Proceedings of the Institution of Mechanical Engineers, Part H: Journal of Engineering in Medicine
- Discipline: Biomedical engineering
- Language: English
- Edited by: Elizabeth Tanner

Publication details
- Former name: Engineering in Medicine
- History: 1971-present
- Publisher: SAGE Publications (United Kingdom)
- Frequency: Monthly
- Impact factor: 1.617 (2021)

Standard abbreviations
- ISO 4: Proc. Inst. Mech. Eng. H

Indexing
- CODEN: PIHMEQ
- ISSN: 0954-4119 (print) 2041-3033 (web)
- LCCN: 89649763
- OCLC no.: 19502231

Links
- Journal homepage; Online access; Online archive;

= Proceedings of the Institution of Mechanical Engineers, Part H =

The Proceedings of the Institution of Mechanical Engineers, Part H: Journal of Engineering in Medicine is a monthly peer-reviewed medical journal that covers the field of biomedical engineering.

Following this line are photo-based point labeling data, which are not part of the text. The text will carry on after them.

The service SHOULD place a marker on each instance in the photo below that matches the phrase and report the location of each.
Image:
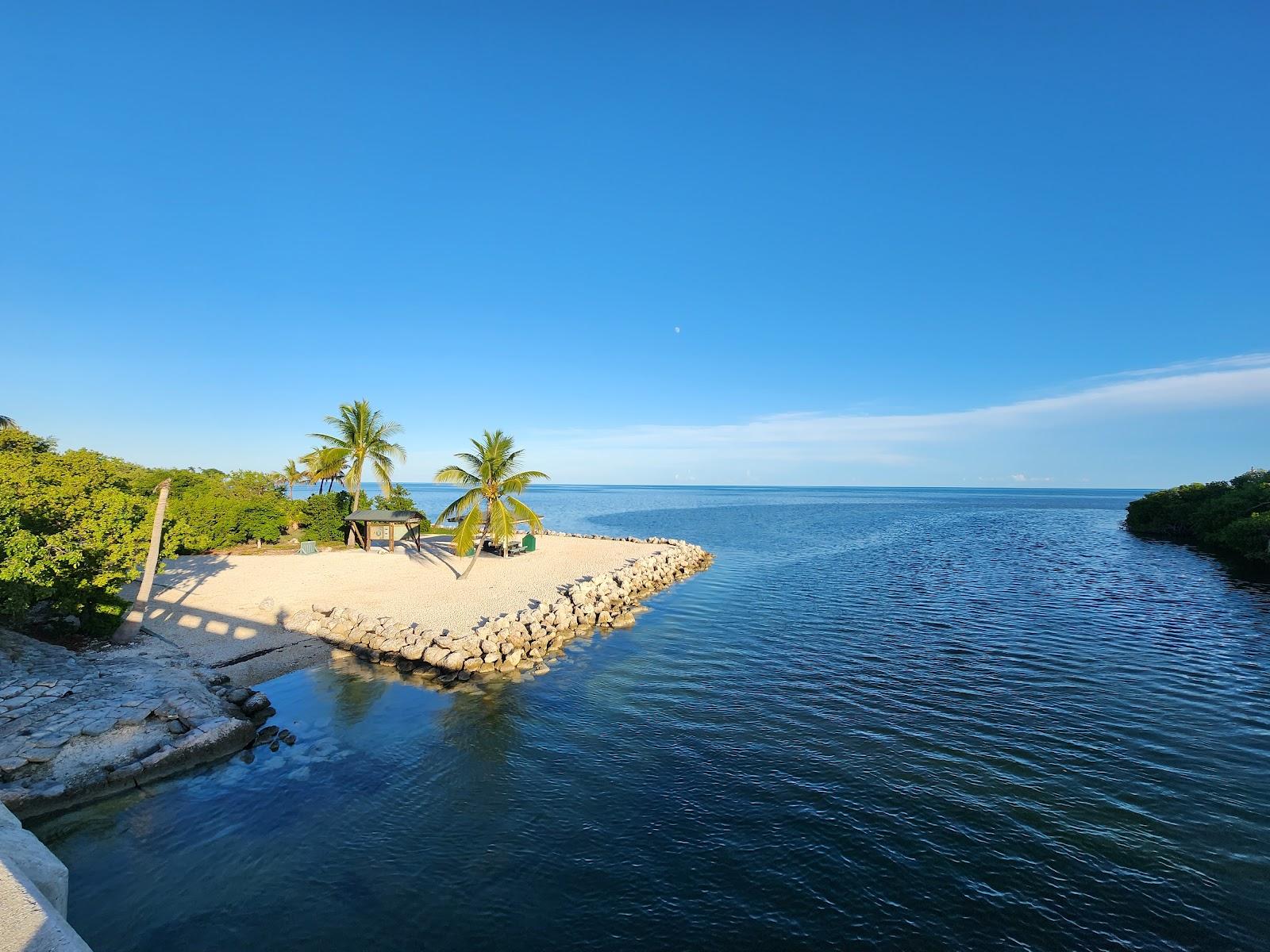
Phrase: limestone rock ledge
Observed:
(520, 643)
(80, 727)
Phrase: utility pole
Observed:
(131, 628)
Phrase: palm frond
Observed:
(465, 536)
(465, 503)
(502, 524)
(456, 476)
(524, 512)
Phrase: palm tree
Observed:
(364, 436)
(492, 476)
(324, 463)
(291, 475)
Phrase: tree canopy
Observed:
(1229, 517)
(489, 509)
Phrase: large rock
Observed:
(256, 704)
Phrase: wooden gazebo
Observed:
(366, 518)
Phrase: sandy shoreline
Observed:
(228, 611)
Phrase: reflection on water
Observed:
(888, 719)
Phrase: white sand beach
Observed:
(228, 611)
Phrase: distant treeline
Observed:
(1229, 517)
(75, 524)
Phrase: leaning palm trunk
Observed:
(131, 628)
(476, 547)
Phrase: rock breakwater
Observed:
(514, 643)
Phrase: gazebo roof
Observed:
(385, 516)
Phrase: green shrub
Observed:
(74, 527)
(324, 516)
(213, 511)
(1231, 517)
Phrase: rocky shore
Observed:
(524, 641)
(80, 727)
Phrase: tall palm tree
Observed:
(489, 508)
(324, 463)
(365, 436)
(291, 475)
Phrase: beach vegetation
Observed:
(1230, 517)
(491, 508)
(323, 516)
(74, 527)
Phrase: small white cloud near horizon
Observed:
(774, 443)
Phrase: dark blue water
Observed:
(889, 719)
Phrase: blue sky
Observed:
(886, 244)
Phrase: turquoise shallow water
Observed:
(891, 719)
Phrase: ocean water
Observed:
(884, 719)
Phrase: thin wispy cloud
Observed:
(895, 440)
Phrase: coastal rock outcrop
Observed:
(507, 644)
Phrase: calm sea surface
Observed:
(888, 719)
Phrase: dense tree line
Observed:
(1229, 517)
(75, 524)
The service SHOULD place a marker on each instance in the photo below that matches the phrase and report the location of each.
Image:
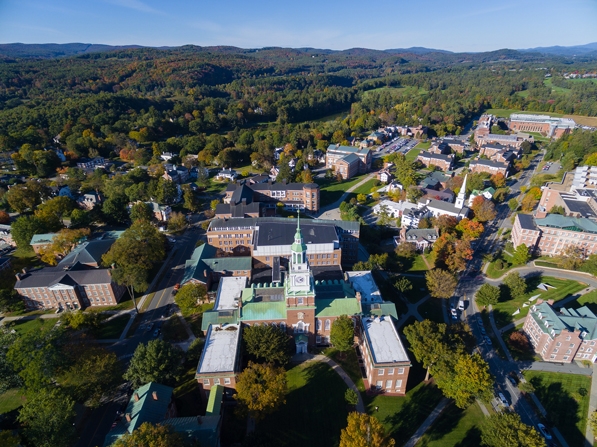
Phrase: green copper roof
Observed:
(337, 306)
(264, 311)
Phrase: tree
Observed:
(507, 430)
(521, 255)
(488, 295)
(515, 284)
(268, 343)
(342, 333)
(141, 211)
(469, 228)
(189, 297)
(261, 389)
(47, 416)
(427, 342)
(441, 283)
(156, 361)
(177, 222)
(467, 379)
(4, 218)
(403, 284)
(364, 431)
(150, 435)
(94, 372)
(484, 209)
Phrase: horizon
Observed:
(334, 25)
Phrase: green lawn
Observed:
(38, 324)
(113, 328)
(412, 154)
(455, 427)
(563, 287)
(566, 399)
(331, 190)
(11, 400)
(366, 187)
(315, 411)
(401, 416)
(432, 310)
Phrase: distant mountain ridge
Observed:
(54, 50)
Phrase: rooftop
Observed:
(221, 349)
(383, 340)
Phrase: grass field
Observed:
(331, 190)
(401, 416)
(412, 154)
(563, 287)
(455, 427)
(315, 411)
(11, 400)
(566, 399)
(113, 328)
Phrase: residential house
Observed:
(561, 336)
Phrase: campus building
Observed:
(544, 124)
(561, 335)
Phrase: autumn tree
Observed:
(469, 228)
(507, 430)
(521, 255)
(364, 430)
(156, 361)
(342, 333)
(488, 295)
(151, 435)
(268, 343)
(189, 297)
(484, 209)
(441, 283)
(261, 389)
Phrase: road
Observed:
(99, 421)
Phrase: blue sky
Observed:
(460, 25)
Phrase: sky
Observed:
(456, 25)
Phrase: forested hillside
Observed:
(232, 105)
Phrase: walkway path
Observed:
(305, 358)
(331, 211)
(425, 425)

It was established in 1971 as Engineering in Medicine, obtaining its current title in 1989. The journal is published by SAGE Publications on behalf of the Institution of Mechanical Engineers.

== Abstracting and indexing ==
The Journal of Engineering in Medicine is abstracted, and indexed in Scopus and the Science Citation Index. According to the Journal Citation Reports, its 2021 impact factor is 1.617.